Scattering resonances and pairing in a Rabi-coupled Fermi gas
Olivier Bleu, Brendan C. Mulkerin, Cesar R. Cabrera, Jesper Levinsen, Meera M. Parish
TL;DR
The paper demonstrates that a coherent Rabi drive between two hyperfine states in a three-component ultracold Fermi gas can qualitatively alter interspecies scattering with a third component. By formulating a minimal low-energy model and deriving a driven two-channel T-matrix, they show that the effective dressed scattering length $a_{-}$ and, in general, an effective range $r_{\text{eff}}$ can exhibit resonances arising from hybrid bound states, controlled purely by the drive parameters $δ$ and $Ω$. Extending to finite density via a generalized Thouless criterion, they predict a drive-tunable crossover between pairing channels and even an excited many-body superfluid branch, linking few-body bound-state structure to many-body superfluid transitions. The results provide a versatile route to explore drive-controlled BCS-BEC physics and related phenomena in driven, three-component ultracold gases, with implications for Efimov physics and spin-imbalanced systems.
Abstract
We investigate the possibility of using a Rabi drive to tune the interactions in an atomic Fermi gas. Specifically, we consider the scenario where two fermion species (spins) are Rabi coupled and interacting with a third uncoupled species. Using an exact calculation within a minimal low-energy model, we derive analytical expressions for the effective scattering length and effective range that characterize the collisions between a Rabi-dressed atom and an atom from the third species.

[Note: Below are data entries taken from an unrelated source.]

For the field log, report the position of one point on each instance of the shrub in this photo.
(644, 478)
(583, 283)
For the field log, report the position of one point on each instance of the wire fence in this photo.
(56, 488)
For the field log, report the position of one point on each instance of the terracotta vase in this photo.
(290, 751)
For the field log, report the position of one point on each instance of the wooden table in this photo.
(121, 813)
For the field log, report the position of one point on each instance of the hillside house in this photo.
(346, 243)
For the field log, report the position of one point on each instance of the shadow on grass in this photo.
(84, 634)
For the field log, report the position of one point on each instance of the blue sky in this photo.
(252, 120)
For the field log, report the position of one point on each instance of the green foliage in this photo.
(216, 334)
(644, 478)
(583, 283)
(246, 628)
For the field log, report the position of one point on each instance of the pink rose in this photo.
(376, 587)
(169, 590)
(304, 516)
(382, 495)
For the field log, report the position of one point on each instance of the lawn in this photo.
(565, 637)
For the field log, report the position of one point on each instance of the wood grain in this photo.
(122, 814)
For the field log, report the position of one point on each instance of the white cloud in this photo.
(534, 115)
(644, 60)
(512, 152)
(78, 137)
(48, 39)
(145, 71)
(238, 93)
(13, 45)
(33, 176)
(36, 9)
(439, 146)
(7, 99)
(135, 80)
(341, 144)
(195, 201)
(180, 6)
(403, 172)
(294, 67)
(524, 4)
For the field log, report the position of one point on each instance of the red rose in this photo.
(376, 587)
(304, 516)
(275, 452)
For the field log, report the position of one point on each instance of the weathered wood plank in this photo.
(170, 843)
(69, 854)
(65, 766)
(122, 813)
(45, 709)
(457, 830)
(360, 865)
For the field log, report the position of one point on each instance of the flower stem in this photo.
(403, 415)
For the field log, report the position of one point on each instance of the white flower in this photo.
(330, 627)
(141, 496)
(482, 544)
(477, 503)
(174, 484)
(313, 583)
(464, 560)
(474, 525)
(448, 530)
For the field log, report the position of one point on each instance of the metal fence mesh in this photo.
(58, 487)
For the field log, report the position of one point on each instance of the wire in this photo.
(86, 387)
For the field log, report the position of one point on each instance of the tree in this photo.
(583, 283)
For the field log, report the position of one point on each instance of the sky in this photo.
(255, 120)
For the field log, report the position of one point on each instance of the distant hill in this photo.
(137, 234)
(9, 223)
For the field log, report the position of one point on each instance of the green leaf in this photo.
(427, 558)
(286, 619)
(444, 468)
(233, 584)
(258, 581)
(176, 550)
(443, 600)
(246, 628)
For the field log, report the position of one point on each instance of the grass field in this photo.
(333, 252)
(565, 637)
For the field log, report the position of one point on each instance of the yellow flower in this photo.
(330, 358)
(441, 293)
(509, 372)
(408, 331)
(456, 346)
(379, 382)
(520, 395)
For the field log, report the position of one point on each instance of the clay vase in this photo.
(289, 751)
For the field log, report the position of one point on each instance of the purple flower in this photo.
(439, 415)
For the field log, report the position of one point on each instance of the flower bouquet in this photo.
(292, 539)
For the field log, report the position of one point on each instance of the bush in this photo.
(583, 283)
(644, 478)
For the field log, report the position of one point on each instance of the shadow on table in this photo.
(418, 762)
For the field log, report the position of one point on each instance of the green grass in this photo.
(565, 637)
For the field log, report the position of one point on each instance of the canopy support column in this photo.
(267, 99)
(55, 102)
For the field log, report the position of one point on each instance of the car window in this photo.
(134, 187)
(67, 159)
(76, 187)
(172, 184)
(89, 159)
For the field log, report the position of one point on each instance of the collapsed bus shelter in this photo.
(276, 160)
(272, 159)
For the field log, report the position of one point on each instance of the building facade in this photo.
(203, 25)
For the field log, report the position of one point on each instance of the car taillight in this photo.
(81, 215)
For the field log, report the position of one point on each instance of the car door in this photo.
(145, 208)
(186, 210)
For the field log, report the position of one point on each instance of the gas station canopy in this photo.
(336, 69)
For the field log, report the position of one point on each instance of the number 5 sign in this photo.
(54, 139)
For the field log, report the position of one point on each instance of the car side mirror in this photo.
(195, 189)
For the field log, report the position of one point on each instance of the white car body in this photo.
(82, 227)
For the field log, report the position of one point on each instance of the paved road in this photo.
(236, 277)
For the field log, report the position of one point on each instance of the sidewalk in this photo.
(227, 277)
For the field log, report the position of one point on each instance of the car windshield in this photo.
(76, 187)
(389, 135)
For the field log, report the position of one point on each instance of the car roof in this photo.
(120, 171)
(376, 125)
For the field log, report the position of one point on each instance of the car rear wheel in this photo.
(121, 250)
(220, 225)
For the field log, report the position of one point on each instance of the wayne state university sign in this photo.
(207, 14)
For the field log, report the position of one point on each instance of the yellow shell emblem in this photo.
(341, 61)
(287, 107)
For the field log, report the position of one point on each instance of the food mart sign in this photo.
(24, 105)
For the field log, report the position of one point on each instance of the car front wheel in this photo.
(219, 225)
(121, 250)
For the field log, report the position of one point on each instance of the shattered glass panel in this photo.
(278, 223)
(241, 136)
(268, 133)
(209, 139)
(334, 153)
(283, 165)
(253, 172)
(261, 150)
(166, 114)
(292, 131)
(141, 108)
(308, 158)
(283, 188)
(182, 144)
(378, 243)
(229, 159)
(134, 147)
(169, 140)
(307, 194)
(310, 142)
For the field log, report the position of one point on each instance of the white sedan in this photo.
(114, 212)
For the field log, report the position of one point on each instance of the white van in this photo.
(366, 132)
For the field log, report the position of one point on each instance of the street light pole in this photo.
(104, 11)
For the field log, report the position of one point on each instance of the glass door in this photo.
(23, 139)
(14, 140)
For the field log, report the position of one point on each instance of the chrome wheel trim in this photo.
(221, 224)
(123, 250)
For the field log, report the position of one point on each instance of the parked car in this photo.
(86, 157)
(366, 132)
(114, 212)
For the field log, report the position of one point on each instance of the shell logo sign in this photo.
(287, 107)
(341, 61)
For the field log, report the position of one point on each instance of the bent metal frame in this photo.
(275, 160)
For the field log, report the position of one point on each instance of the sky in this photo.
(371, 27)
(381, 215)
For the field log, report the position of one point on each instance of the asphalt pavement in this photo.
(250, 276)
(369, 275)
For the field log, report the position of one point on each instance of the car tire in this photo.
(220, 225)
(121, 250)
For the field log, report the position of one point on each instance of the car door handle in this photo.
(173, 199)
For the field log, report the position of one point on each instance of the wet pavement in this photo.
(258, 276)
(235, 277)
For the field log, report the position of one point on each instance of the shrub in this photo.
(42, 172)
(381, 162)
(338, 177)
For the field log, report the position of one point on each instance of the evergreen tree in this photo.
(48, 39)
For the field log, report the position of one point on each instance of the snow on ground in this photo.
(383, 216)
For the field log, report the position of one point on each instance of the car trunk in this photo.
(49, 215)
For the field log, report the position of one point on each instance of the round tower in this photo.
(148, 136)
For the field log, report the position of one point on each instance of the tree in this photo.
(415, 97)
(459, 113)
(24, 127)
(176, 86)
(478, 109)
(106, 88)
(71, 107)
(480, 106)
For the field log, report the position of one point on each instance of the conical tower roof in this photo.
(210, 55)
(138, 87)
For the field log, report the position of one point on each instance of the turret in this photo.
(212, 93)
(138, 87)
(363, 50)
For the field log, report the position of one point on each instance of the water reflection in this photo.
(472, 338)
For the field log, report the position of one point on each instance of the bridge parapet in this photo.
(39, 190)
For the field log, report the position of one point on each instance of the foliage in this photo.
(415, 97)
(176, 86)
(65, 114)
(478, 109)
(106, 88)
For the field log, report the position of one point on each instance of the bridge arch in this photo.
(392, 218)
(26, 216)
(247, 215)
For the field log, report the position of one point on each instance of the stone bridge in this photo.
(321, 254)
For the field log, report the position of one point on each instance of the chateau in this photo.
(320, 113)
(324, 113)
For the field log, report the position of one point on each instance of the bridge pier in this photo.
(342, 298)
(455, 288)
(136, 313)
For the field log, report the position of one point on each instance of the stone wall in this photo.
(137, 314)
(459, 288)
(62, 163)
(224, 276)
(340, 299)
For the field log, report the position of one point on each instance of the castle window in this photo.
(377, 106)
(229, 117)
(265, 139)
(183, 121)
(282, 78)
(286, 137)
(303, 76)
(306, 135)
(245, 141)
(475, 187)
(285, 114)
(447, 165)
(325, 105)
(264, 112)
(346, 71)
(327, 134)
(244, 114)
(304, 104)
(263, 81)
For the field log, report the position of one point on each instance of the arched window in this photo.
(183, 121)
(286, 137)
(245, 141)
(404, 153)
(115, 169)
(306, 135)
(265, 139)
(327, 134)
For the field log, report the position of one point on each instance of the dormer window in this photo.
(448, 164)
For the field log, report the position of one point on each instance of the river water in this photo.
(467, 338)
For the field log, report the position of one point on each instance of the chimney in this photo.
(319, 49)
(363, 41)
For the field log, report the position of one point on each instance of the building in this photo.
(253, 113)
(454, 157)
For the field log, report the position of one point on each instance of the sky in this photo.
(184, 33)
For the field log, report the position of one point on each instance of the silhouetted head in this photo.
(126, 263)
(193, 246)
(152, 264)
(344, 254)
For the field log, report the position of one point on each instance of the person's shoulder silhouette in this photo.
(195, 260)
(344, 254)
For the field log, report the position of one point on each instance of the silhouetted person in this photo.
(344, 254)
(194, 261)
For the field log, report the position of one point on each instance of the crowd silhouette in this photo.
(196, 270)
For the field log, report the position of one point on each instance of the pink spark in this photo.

In particular, we find that new scattering resonances emerge in the Rabi-coupled system, which we demonstrate are linked to the existence of hybrid two-body bound states. Furthermore, we show via a generalized Thouless criterion that the scattering properties have a direct impact on the superfluid transitions in the Rabi-coupled Fermi gas. The presence of Rabi-induced resonances thus has implications for the investigation of many-body physics with driven atomic gases.